Computing 3D PDF from State matrix and tag pressure information

Contents

Computing 3D PDF from State matrix and tag pressure information#

2. Compute pdf_depth#

In this step, we compute the PDF only in depth for each time step used with the model.

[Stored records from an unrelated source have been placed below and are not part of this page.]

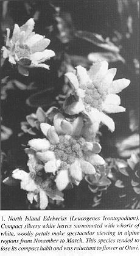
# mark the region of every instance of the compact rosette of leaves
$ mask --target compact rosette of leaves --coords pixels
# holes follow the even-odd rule
[[[81,117],[71,122],[60,112],[54,115],[54,125],[40,123],[45,137],[30,140],[29,147],[25,149],[29,172],[18,169],[12,174],[27,191],[31,203],[35,200],[45,209],[48,199],[63,200],[61,191],[72,183],[79,185],[86,175],[96,175],[97,168],[105,164],[98,155],[100,144],[81,135],[83,126]],[[8,179],[4,183],[7,184]]]
[[[48,65],[42,62],[55,56],[53,51],[46,49],[50,40],[32,32],[34,26],[32,18],[20,27],[15,24],[10,39],[10,31],[7,28],[5,46],[2,48],[3,57],[9,58],[12,64],[17,64],[19,73],[24,76],[29,75],[28,68],[49,69]]]
[[[75,115],[85,112],[91,119],[95,133],[100,123],[114,131],[114,123],[106,114],[124,112],[119,106],[121,98],[116,93],[126,88],[130,81],[125,78],[113,80],[116,68],[108,69],[107,61],[94,63],[88,71],[77,66],[73,72],[65,75],[73,87],[73,93],[65,100],[63,109],[66,113]]]

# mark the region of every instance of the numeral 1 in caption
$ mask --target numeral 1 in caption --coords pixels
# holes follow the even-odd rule
[[[4,219],[3,216],[1,216],[1,221],[5,221],[5,219]]]

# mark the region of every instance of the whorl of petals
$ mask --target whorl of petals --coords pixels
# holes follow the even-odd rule
[[[24,76],[29,75],[28,68],[49,69],[48,65],[41,62],[55,56],[53,51],[46,49],[50,40],[32,32],[34,25],[33,18],[29,19],[20,27],[15,24],[10,40],[10,31],[7,29],[5,46],[2,48],[3,57],[9,57],[9,61],[12,64],[17,64],[19,73]]]
[[[69,167],[69,172],[72,177],[77,181],[80,182],[82,180],[83,176],[82,168],[79,160],[75,160],[75,162],[71,165]]]
[[[126,88],[130,81],[124,78],[113,81],[117,70],[116,68],[108,70],[108,67],[107,61],[97,61],[88,71],[78,66],[75,68],[77,73],[66,74],[73,86],[74,95],[71,102],[69,97],[65,101],[64,111],[69,115],[82,111],[88,114],[93,122],[95,134],[100,123],[107,125],[110,131],[114,130],[113,120],[103,112],[117,113],[125,111],[125,108],[119,106],[121,98],[116,93]],[[83,90],[83,93],[79,93],[79,90]]]

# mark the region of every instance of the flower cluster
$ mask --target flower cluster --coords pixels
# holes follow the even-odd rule
[[[108,66],[107,61],[99,60],[88,71],[85,68],[77,66],[76,71],[66,74],[72,84],[74,93],[72,97],[66,100],[65,111],[70,115],[82,111],[87,114],[93,123],[97,123],[95,132],[99,130],[100,122],[111,131],[114,130],[114,122],[104,112],[125,111],[119,106],[121,99],[116,93],[126,88],[130,81],[125,78],[113,81],[116,68],[108,70]]]
[[[28,67],[49,68],[41,62],[53,57],[53,51],[46,49],[50,40],[32,32],[34,21],[29,20],[21,27],[15,24],[12,38],[7,29],[3,57],[18,64],[19,72],[28,75]],[[97,193],[94,203],[98,204],[108,180],[105,162],[99,153],[101,146],[96,136],[101,123],[113,131],[114,123],[105,113],[124,112],[116,94],[127,87],[130,81],[113,81],[116,68],[108,69],[107,61],[97,61],[89,71],[77,66],[66,76],[72,84],[61,109],[51,108],[44,112],[38,108],[36,113],[26,117],[21,123],[24,133],[35,137],[25,149],[28,155],[29,172],[16,169],[10,178],[20,181],[27,192],[31,203],[37,202],[46,209],[49,200],[63,201],[62,191],[72,184],[79,185],[83,178],[92,192]]]
[[[25,151],[29,156],[29,173],[16,169],[12,175],[20,181],[21,188],[27,191],[31,203],[33,200],[40,202],[40,209],[47,207],[49,199],[63,200],[61,191],[69,184],[78,185],[83,177],[93,175],[97,166],[105,164],[98,155],[101,150],[100,144],[88,142],[75,133],[75,137],[69,135],[69,123],[64,120],[60,123],[60,115],[56,114],[54,118],[56,126],[40,124],[45,138],[29,141],[29,148]],[[75,131],[75,128],[73,134]]]
[[[3,46],[3,57],[9,58],[12,64],[18,64],[21,74],[28,76],[29,67],[43,67],[49,69],[48,65],[42,64],[55,56],[52,50],[46,49],[50,40],[32,32],[35,25],[33,18],[19,27],[15,24],[12,37],[9,39],[10,31],[7,29],[5,46]]]

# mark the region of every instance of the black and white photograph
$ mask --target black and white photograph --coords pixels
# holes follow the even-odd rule
[[[1,210],[140,209],[139,0],[0,5]]]

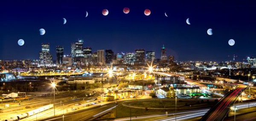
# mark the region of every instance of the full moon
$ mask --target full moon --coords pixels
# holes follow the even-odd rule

First, we load the reference model to choose the time bins used for creating the depth PDF (we can use the state matrix for that too).

Note: Here, the maximum depth is fixed at 42, and the interval is set at 2. This can be made ‘automatic’ or fixed according to the depth levels of our future climate data.

# Drop tag data outside the tagged events interval.
from pangeo_fish.cf import bounds_to_bins
from pangeo_fish.tags import reshape_by_bins, to_time_slice

time_slice = to_time_slice(tag["tagging_events/time"])
tag_log = tag["dst"].ds.sel(time=time_slice)

%%time
# Save probability distribution, state matrix.
states = xr.open_zarr(f"{target_root}/states.zarr")
states

CPU times: user 1.82 s, sys: 181 ms, total: 2 s
Wall time: 2.69 s

<xarray.Dataset> Size: 405MB
Dimensions:     (y: 294, x: 659, time: 258)
Coordinates:
    cell_ids    (y, x) int64 2MB dask.array<chunksize=(294, 659), meta=np.ndarray>
    latitude    (y, x) float64 2MB dask.array<chunksize=(294, 659), meta=np.ndarray>
    longitude   (y, x) float64 2MB dask.array<chunksize=(294, 659), meta=np.ndarray>
    resolution  float64 8B ...
  * time        (time) datetime64[ns] 2kB 2022-06-13T12:00:00 ... 2022-06-24T...
Dimensions without coordinates: y, x
Data variables:
    states      (time, y, x) float64 400MB dask.array<chunksize=(24, 294, 659), meta=np.ndarray>

%%time
# Reshape the tag log so that it bins to the time step of the reference model.
reshaped_tag = reshape_by_bins(
    tag_log,
    dim="time",
    bins=(
        states.cf.add_bounds(["time"], output_dim="bounds")
        .pipe(bounds_to_bins, bounds_dim="bounds")
        .get("time_bins")
    ),
    bin_dim="bincount",
    other_dim="obs",
).chunk({"time": chunk_time})
reshaped_tag

CPU times: user 449 ms, sys: 12.9 ms, total: 462 ms
Wall time: 455 ms

<xarray.Dataset> Size: 168kB
Dimensions:      (obs: 40, time: 258)
Coordinates:
  * obs          (obs) int64 320B 0 1 2 3 4 5 6 7 8 ... 32 33 34 35 36 37 38 39
  * time         (time) datetime64[ns] 2kB 2022-06-13T12:00:00 ... 2022-06-24...
    resolution   float64 8B ...
Data variables:
    temperature  (time, obs) float64 83kB dask.array<chunksize=(24, 40), meta=np.ndarray>
    pressure     (time, obs) float64 83kB dask.array<chunksize=(24, 40), meta=np.ndarray>

import numpy as np

maxdepth = 42
interval = 2
bins = np.arange(0, maxdepth, interval)


def compute_pdf(data, bins=np.arange(0, maxdepth, interval)):
    data = data[~np.isnan(data)]

    # Remove NaN values.
    hist, bin_edges = np.histogram(data, bins=bins, density=True)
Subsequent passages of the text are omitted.